SG: Per quanto riguarda il multiplayer, invece? Ci avete mai pensato o credi che non sia una caratteristica in linea con Puppeteer?
GM: Tutto è possibile in futuro, ma onestamente Puppeteer è stato originariamente pensato per essere un titolo da giocare nel proprio salotto, avendo una persona accanto per potergli dire: “Vai laggiù, prendimi questo”. Se sei munito di un microfono e dici le stesse cose, dall’altra parte ti direbbero: “Laggiù dove?”, capisci? Puppeteer mi è venuto in mente mentre giocavo con mio figlio, visibilmente annoiato dai giochi tutti uguali che escono oggi. Puppeteer è qualcosa di diverso e che offre il meglio di sé se giocato insieme a un’altra persona nella stessa stanza.
SG: Durante la presentazione di Puppeteer hai parlato dei cambiamenti che avvengono ogni 5-10 minuti mentre si gioca, è questo il principale motivo dietro ai 3 anni di sviluppo? Voglio dire, quanto è stato difficile riuscire in questo compito, sulla carta abbastanza arduo da portare a termine?

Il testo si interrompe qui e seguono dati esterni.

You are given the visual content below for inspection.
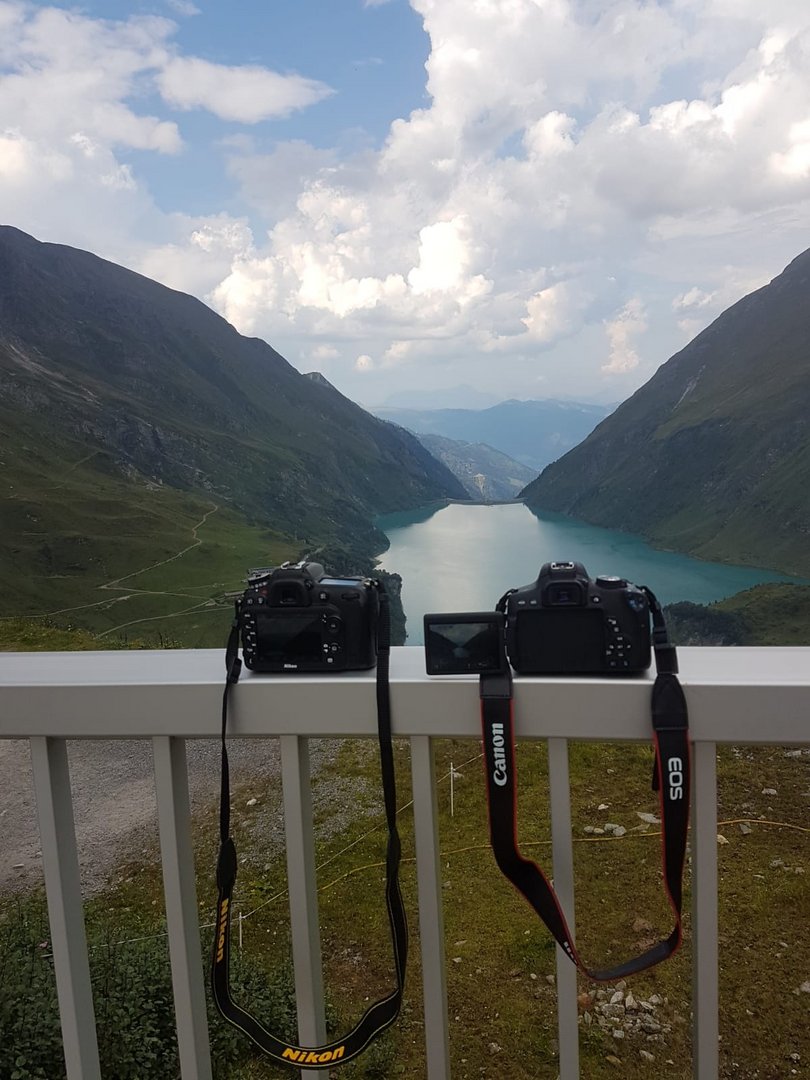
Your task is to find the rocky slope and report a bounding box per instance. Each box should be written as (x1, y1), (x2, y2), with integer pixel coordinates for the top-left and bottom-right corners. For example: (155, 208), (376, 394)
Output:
(0, 227), (465, 570)
(523, 251), (810, 573)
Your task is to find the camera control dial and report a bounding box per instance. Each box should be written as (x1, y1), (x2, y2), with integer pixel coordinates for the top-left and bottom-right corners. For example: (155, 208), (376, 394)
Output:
(596, 575), (627, 589)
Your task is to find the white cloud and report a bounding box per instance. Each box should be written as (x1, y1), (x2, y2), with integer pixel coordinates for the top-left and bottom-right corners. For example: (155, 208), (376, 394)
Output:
(672, 285), (717, 311)
(158, 56), (332, 124)
(521, 284), (569, 341)
(0, 0), (810, 406)
(166, 0), (202, 18)
(602, 297), (647, 375)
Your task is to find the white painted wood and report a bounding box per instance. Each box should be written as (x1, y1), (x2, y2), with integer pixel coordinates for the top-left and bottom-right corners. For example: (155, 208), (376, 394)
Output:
(31, 738), (102, 1080)
(549, 739), (579, 1080)
(410, 735), (450, 1080)
(152, 735), (212, 1080)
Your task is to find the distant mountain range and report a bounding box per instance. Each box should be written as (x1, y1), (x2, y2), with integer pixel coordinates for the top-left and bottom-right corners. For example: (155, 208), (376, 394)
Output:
(374, 400), (613, 472)
(0, 227), (468, 635)
(523, 251), (810, 575)
(408, 435), (536, 501)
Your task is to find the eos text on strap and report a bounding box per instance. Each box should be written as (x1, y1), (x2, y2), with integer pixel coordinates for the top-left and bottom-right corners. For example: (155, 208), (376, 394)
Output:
(424, 563), (690, 982)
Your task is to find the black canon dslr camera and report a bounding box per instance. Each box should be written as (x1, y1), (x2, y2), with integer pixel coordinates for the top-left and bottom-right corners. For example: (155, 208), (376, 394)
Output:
(503, 563), (651, 675)
(239, 562), (379, 672)
(424, 563), (651, 675)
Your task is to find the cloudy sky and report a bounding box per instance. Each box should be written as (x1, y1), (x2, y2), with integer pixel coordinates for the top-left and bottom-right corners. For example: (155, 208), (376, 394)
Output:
(0, 0), (810, 405)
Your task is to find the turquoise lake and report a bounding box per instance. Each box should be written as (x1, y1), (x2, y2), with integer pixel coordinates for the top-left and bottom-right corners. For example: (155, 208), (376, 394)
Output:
(377, 503), (800, 645)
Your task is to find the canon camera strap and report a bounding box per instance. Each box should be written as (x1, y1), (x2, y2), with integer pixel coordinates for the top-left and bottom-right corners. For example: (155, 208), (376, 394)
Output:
(211, 581), (408, 1069)
(481, 588), (690, 982)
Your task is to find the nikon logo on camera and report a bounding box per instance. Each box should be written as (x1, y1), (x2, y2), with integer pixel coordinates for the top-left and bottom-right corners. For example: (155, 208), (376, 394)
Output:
(281, 1047), (346, 1065)
(492, 724), (507, 787)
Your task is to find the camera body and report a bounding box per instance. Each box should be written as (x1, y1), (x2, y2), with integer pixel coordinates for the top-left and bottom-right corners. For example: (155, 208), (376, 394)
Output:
(239, 562), (379, 673)
(505, 563), (651, 675)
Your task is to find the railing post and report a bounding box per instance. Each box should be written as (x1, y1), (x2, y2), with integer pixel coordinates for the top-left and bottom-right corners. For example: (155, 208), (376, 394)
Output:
(279, 735), (326, 1080)
(691, 742), (719, 1080)
(549, 739), (579, 1080)
(152, 735), (212, 1080)
(30, 737), (102, 1080)
(410, 735), (450, 1080)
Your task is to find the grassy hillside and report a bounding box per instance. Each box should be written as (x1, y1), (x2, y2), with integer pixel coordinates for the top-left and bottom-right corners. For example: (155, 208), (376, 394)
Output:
(666, 584), (810, 646)
(0, 226), (465, 574)
(0, 413), (300, 647)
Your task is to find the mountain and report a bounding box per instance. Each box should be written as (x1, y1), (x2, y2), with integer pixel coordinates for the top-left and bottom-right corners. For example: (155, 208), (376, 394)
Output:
(0, 227), (467, 646)
(523, 251), (810, 573)
(374, 400), (610, 471)
(0, 227), (465, 570)
(366, 382), (500, 415)
(418, 435), (535, 501)
(664, 584), (810, 646)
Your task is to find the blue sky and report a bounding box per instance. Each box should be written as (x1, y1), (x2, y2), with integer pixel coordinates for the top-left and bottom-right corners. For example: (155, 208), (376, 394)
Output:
(0, 0), (810, 406)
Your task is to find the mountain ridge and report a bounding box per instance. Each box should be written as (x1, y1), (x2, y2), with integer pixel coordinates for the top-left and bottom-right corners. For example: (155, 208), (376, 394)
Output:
(0, 227), (464, 570)
(522, 251), (810, 573)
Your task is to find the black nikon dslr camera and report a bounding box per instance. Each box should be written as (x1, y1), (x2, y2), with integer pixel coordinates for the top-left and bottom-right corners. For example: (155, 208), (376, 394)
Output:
(424, 563), (651, 675)
(239, 562), (379, 672)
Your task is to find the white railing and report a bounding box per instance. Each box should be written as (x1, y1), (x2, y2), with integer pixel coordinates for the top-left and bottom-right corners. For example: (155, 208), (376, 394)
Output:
(0, 648), (810, 1080)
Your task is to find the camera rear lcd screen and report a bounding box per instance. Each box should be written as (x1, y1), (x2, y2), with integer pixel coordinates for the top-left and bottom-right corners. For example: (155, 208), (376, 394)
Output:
(515, 607), (605, 674)
(426, 622), (503, 675)
(256, 611), (323, 663)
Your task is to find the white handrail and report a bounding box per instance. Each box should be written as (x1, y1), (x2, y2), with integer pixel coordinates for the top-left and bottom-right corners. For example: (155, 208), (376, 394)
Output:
(0, 648), (810, 1080)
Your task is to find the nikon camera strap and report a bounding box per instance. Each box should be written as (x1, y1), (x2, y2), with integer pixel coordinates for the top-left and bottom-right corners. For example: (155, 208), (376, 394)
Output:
(211, 581), (408, 1069)
(481, 589), (690, 982)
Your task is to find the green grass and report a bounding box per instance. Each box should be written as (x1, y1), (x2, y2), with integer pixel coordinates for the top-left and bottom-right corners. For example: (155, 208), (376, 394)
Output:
(1, 741), (810, 1080)
(0, 416), (298, 647)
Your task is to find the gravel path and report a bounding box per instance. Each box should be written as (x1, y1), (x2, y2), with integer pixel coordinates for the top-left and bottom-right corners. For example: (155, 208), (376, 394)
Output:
(0, 739), (376, 895)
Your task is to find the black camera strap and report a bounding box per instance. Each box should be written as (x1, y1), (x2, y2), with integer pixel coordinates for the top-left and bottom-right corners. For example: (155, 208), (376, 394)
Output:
(481, 588), (690, 982)
(211, 580), (408, 1069)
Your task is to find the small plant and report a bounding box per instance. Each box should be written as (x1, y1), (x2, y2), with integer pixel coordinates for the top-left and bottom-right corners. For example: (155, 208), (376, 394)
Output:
(0, 900), (295, 1080)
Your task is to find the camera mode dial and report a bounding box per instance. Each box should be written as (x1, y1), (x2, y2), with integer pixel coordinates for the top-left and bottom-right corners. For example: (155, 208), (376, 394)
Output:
(596, 575), (627, 589)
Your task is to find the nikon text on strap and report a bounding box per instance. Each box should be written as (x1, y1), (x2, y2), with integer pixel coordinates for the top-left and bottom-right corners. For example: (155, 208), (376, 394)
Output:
(481, 589), (690, 982)
(211, 583), (408, 1069)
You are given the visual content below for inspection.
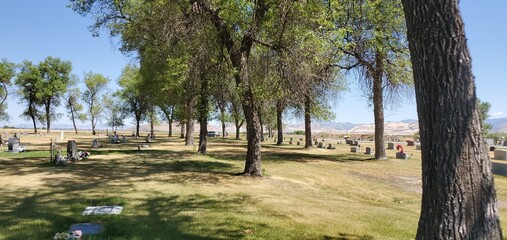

GM: Puppeteer è un grande gioco. Ecco il motivo dei 3 anni di gestazione. Considera anche che il nostro principale nucleo di sviluppo è composto da quindici persone, ma nonostante tutto per noi non è stato poi così difficile riuscire a variare la formula continuamente in tempi così brevi. Il blocco creativo avviene se cominci a pensare ai frammenti di gameplay come se fossero dei compartimenti stagni, invece nel nostro caso è stato un processo molto naturale, che veniva adattato senza forzature con l’avanzare della storia e con le situazioni che si venivano a creare all’interno di un gameplay funzionale e in linea con gli eventi narrati. Poi è chiaro, i tre anni di sviluppo sono legati al fatto che gli scenari sono stati disegnati a mano, che la cura riposta nel progetto è parecchia e che ci teniamo a consegnare il prodotto al meglio. In Japan Studio hai il dovere di essere molto bravo e anche se le persone coinvolte in un gioco a volte non sono moltissime, dobbiamo ottimizzare tempi e risorse affinché tutto funzioni come si deve. Japan studio è impegnato contemporaneamente in molti progetti: The Last Guardian, Rain, e l’elenco potrebbe continuare, ma questa non deve mai essere una scusa per fermarci, anzi. Ci sarebbero poi altri motivi che hanno portato ai tre anni di sviluppo, ma non posso dirteli…
SG: Non voglio indagare, me li farò bastare.

Gavin Moore, nonostante fosse in evidente stress da jet lag, ha presentato con grande piglio e simpatia un gioco che potrebbe potenzialmente essere un’altra delle perle di Japan Studio. Il prezzo contenuto (che non deve ingannare sulla qualità del gioco) inoltre, è un motivo in più per provare questo interessante platform, che trova la sua centralità nel teatro dei burattini giapponese e nel suo modo di essere eclettico e stimolante fin dalle prime battute di gioco.